BloodyJoey

Discussion in 'Fan Fiction' started by ItsMariah, Jan 12, 2014.

  1. Hi its me Mariah today I try to spice up bloody Mary with a new story BloodyJoey
    --------------------------------------
    It was 1:00 CamadenVally 2014

    Ruby,Mathew.Claire Are telling ghost storys
    Its Mathews turn Little Mathew always told
    The best storys

    (AHEM ahem)

    It was a Regular.night in Savahnna Hills
    Three hikers were Hikeing up They were
    Going camping of course.When one camper
    Said

    "Hey we can set up here."

    "Yea sure said camper 2"

    They Begin unpacking When a
    Strange tree fell Upon camper 3
    Oh CRAP Aaaa camper 2 was smart
    He ran but camper 1 Oh camper 1
    Was a daredevil She decided to stay

    "A little tree fallin dosent scare me Ha"

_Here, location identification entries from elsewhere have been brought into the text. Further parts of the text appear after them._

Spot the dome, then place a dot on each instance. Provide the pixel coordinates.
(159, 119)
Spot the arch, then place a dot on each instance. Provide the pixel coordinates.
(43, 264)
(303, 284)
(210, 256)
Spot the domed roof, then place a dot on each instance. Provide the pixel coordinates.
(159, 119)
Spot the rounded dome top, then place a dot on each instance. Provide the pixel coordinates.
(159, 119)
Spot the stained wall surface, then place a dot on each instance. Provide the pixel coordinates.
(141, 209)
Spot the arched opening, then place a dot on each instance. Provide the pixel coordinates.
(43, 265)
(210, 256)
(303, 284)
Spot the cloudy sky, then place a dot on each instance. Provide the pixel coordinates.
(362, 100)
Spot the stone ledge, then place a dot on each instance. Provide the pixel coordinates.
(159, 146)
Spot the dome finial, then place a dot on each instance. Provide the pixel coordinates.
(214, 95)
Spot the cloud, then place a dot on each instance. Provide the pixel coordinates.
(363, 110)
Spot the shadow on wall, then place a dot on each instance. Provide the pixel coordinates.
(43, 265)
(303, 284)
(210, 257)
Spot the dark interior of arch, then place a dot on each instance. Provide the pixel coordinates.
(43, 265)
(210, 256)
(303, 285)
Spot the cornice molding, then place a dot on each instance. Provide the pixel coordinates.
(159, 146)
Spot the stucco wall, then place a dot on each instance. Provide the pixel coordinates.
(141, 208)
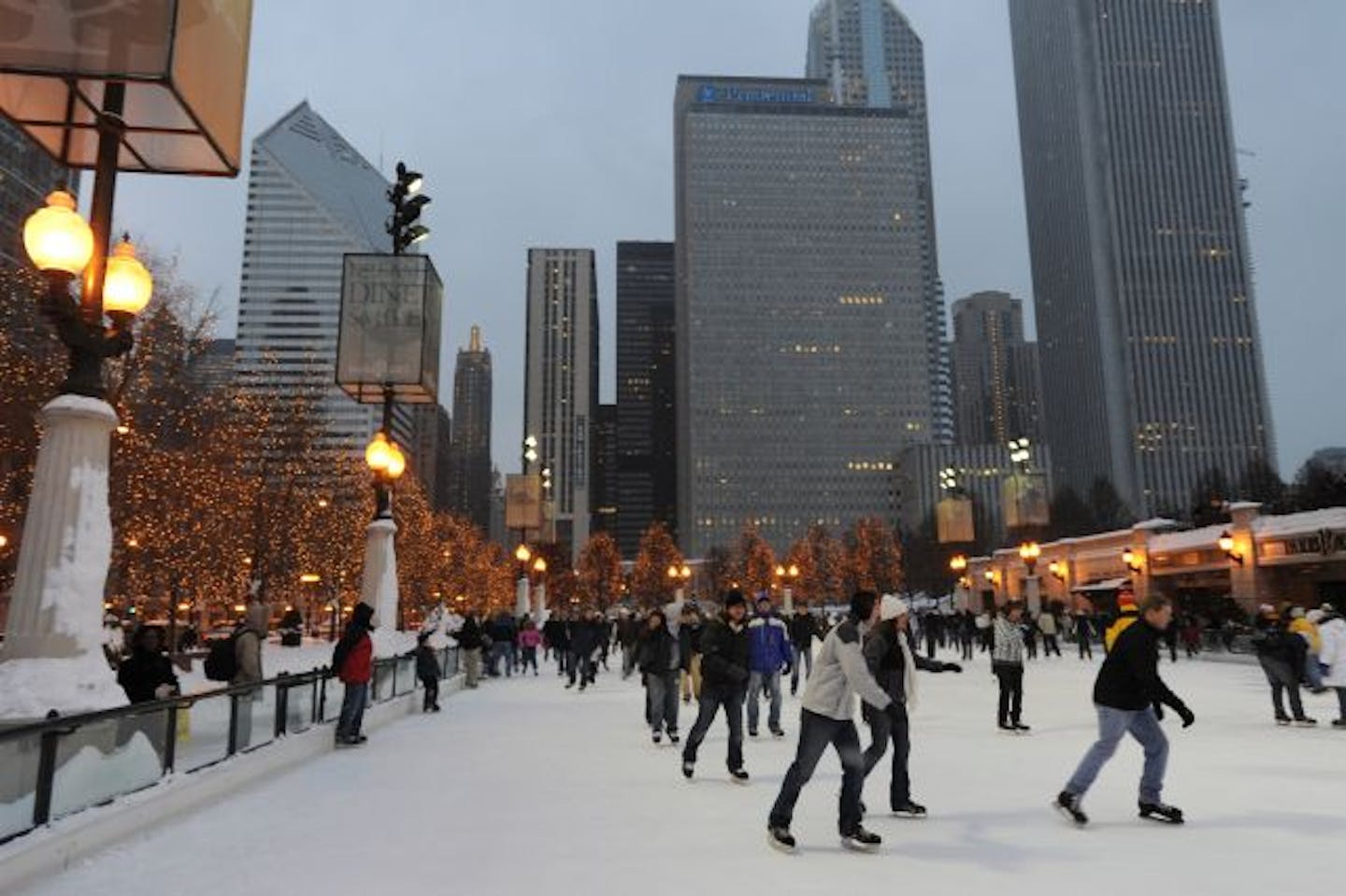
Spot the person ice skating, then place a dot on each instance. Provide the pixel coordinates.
(528, 642)
(468, 636)
(893, 662)
(1331, 630)
(657, 658)
(724, 682)
(1127, 696)
(147, 675)
(804, 629)
(768, 654)
(1007, 666)
(825, 720)
(353, 661)
(427, 669)
(1282, 657)
(1048, 626)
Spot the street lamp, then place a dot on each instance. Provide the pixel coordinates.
(1226, 544)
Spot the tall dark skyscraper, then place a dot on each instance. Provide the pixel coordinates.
(871, 57)
(646, 424)
(1151, 361)
(995, 372)
(470, 465)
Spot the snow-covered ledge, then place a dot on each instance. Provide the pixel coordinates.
(52, 648)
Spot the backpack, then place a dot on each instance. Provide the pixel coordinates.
(222, 660)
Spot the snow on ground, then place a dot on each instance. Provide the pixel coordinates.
(523, 786)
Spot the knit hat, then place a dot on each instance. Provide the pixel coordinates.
(862, 604)
(892, 607)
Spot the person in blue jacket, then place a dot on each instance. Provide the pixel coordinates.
(768, 655)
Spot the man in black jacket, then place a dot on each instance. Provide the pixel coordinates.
(1128, 694)
(724, 682)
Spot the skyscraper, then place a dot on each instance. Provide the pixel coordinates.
(27, 175)
(470, 480)
(560, 384)
(995, 372)
(646, 427)
(1151, 361)
(311, 198)
(871, 57)
(802, 351)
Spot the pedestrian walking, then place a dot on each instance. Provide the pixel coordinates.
(804, 630)
(1282, 657)
(724, 682)
(468, 636)
(825, 720)
(353, 661)
(427, 669)
(529, 639)
(1128, 694)
(657, 658)
(768, 655)
(893, 661)
(1331, 630)
(1007, 666)
(1048, 626)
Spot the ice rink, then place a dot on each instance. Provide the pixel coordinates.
(525, 788)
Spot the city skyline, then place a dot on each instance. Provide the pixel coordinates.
(480, 229)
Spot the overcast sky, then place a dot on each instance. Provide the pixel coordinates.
(548, 122)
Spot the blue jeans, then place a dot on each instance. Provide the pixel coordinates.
(771, 684)
(816, 734)
(1112, 724)
(351, 711)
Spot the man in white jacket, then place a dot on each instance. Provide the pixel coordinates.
(826, 718)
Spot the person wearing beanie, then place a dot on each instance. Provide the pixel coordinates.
(1007, 666)
(1128, 694)
(353, 662)
(825, 720)
(893, 660)
(724, 682)
(1127, 615)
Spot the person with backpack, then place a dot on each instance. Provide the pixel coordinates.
(353, 661)
(427, 669)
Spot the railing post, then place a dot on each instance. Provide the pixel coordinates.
(46, 774)
(171, 737)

    She then set up and Ate dinner
    The only noise was her tapping.
    Her gray shiny spoon

    Then she Hurryed to bed
    But little did she know.
    Something strange was
    About to happen

    Were not talking BloodyMary
    Oh no belive me Were talkinf
    BloodyJoey see Joey was a
    Nice. Boy but always there
    Was blood on him. He had 0
    Friends because of that but oh no
    Finnaly Joey was 19 One day he decided
    To ride his old MiniCooper Suddently a
    Cop stopped him and said

    "What the hell do you think you're doin son?"

    "Nothing he said I was just"

    "Say is that blood"?

    Short momments later after Joey explained he had
    Been arrested Since that someone Really framed him
    The biggest killer in the world Dominick Powers Killed.
    Anyone he could get that son of a gun even Almost
    Killed the. President well they framed Joey Always Joey
    So now that wasent Joey who knocked the tree down
    It was Dominick.

    It was a fresh early morning Rita the camper
    Woke up

    "What a ni--"
    Suddently a car almost ran Rita over
    It was a man he had on black hoodie black hair and
    "Whoa I better pack up Things are gettn to dangrous even for me"

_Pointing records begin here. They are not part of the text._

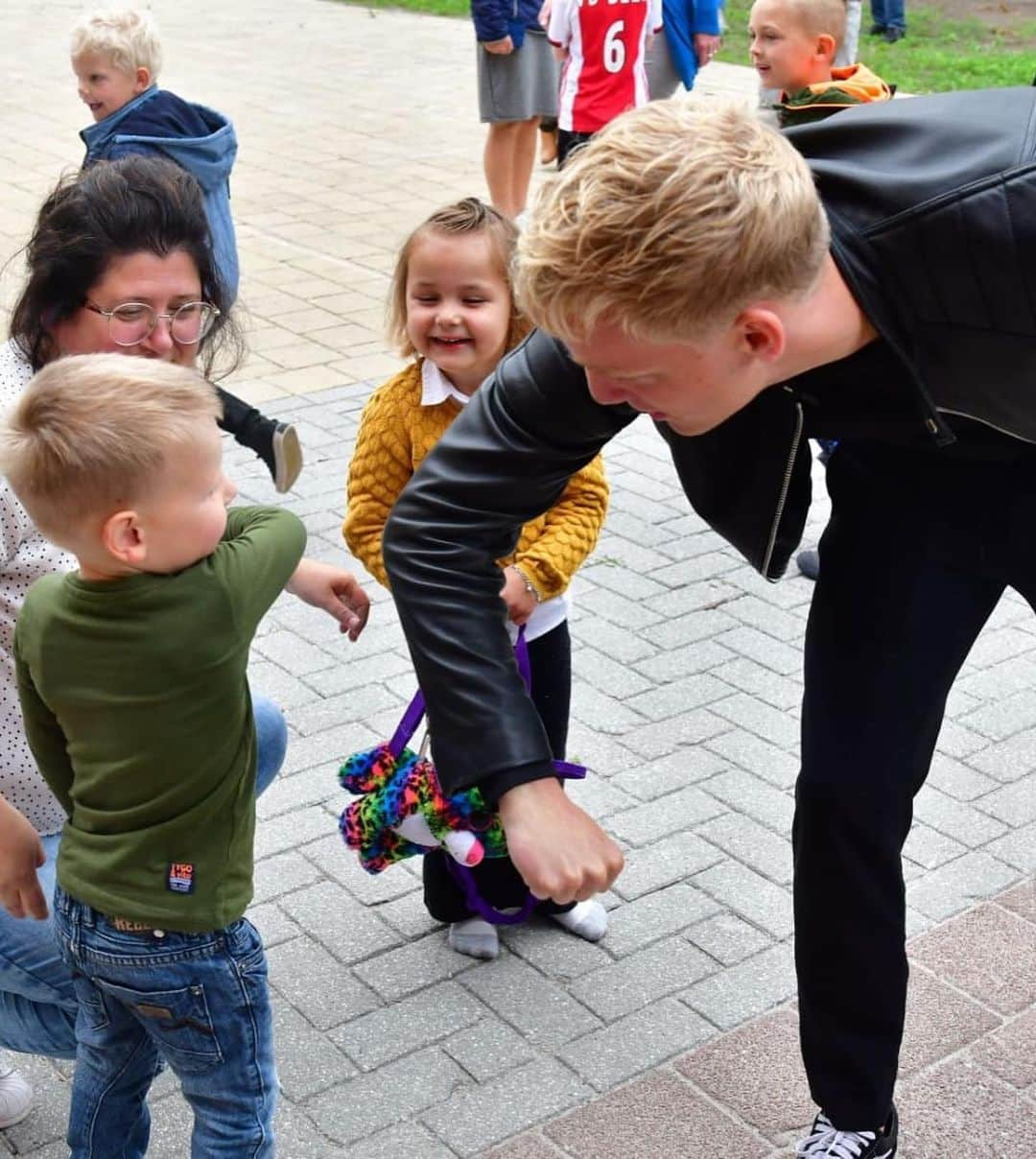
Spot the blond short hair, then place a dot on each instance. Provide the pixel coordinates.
(127, 37)
(818, 17)
(93, 433)
(468, 216)
(669, 223)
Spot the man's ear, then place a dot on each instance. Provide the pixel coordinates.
(123, 538)
(762, 333)
(826, 46)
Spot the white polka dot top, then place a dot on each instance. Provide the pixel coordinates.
(24, 556)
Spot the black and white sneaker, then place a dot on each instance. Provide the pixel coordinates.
(824, 1142)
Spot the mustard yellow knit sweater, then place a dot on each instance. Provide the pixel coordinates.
(396, 433)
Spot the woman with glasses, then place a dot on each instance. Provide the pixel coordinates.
(120, 261)
(89, 289)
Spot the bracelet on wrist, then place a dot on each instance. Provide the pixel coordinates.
(530, 586)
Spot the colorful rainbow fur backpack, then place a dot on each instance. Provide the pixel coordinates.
(402, 812)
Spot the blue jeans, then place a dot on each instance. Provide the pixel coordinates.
(200, 1002)
(889, 12)
(37, 1002)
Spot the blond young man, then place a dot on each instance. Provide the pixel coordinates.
(749, 291)
(132, 680)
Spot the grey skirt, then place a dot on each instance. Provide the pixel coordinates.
(521, 84)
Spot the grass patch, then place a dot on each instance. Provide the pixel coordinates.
(936, 55)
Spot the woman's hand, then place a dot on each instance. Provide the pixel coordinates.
(21, 854)
(706, 46)
(516, 595)
(335, 590)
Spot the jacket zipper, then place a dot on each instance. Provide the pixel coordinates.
(783, 499)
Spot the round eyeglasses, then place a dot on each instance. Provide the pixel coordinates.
(134, 321)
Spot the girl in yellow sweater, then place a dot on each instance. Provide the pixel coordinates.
(453, 311)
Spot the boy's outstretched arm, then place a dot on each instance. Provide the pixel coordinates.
(335, 590)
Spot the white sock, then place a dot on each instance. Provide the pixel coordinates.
(475, 937)
(585, 919)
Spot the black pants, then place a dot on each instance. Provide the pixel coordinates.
(568, 140)
(919, 550)
(500, 884)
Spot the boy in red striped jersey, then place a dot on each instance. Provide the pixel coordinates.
(601, 44)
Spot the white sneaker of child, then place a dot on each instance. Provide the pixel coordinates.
(585, 919)
(475, 937)
(15, 1097)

    As Rita was packing up She fell out Just plain fell flat faced on the ground
    "She then woke up In.a cage And she saw the man

    "Welcome to hell he said. Now how about a little hmm facial work?"

    "No no let me out"

    Come on we haven't even started"

    The man grabs a saw and cuts Rita's. Face in half"

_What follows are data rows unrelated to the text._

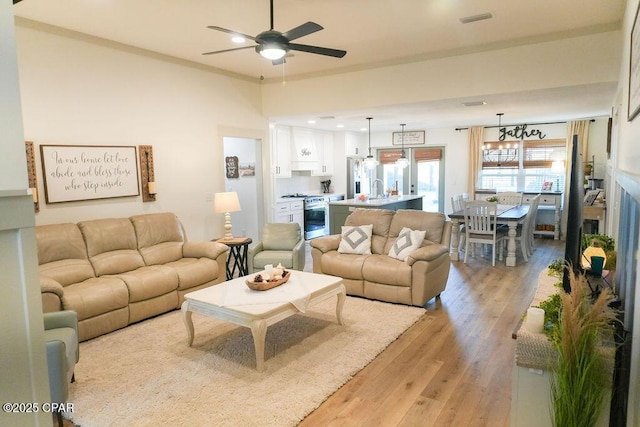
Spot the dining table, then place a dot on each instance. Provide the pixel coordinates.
(509, 215)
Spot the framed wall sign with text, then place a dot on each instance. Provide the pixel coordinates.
(410, 137)
(86, 172)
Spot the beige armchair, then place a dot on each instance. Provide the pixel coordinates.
(281, 243)
(61, 339)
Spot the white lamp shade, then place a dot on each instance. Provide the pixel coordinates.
(226, 202)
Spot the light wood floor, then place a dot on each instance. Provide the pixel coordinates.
(453, 367)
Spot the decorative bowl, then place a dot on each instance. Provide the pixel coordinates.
(263, 286)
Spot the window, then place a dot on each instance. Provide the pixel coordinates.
(525, 168)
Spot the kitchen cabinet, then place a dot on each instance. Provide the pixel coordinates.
(324, 148)
(281, 152)
(290, 211)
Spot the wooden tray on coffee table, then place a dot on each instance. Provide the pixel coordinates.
(263, 286)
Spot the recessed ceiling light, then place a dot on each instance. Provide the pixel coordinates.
(474, 103)
(474, 18)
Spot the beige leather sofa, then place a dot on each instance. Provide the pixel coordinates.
(421, 277)
(117, 271)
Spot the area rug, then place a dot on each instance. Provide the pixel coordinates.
(146, 375)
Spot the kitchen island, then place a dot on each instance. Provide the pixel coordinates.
(340, 210)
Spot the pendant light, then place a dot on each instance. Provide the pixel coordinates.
(369, 161)
(402, 162)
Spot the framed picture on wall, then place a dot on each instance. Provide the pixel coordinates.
(231, 166)
(634, 70)
(86, 172)
(410, 137)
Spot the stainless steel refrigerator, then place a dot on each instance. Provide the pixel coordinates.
(357, 179)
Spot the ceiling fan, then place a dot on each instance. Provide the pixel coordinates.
(274, 45)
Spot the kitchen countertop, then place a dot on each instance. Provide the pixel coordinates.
(376, 202)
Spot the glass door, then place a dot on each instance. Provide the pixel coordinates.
(424, 176)
(428, 174)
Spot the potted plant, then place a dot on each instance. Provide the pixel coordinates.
(582, 375)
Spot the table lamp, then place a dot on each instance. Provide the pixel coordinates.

    And writes on her arm Victim number 1000

    "Hahaha he burst out a. Big laugh"

    "Let's see about 1001"


    "WOW Mathew great story"
    "Hey who is that behind us"

    "Well who do you think it is?" :)
     
  2. I couldn't really understand 
     
  3. There are a ton of spelling/grammar/punctuation/capitalization mistakes. Paragraphs are also being made sporadically, and overall, this is a very confusing and difficult to read story.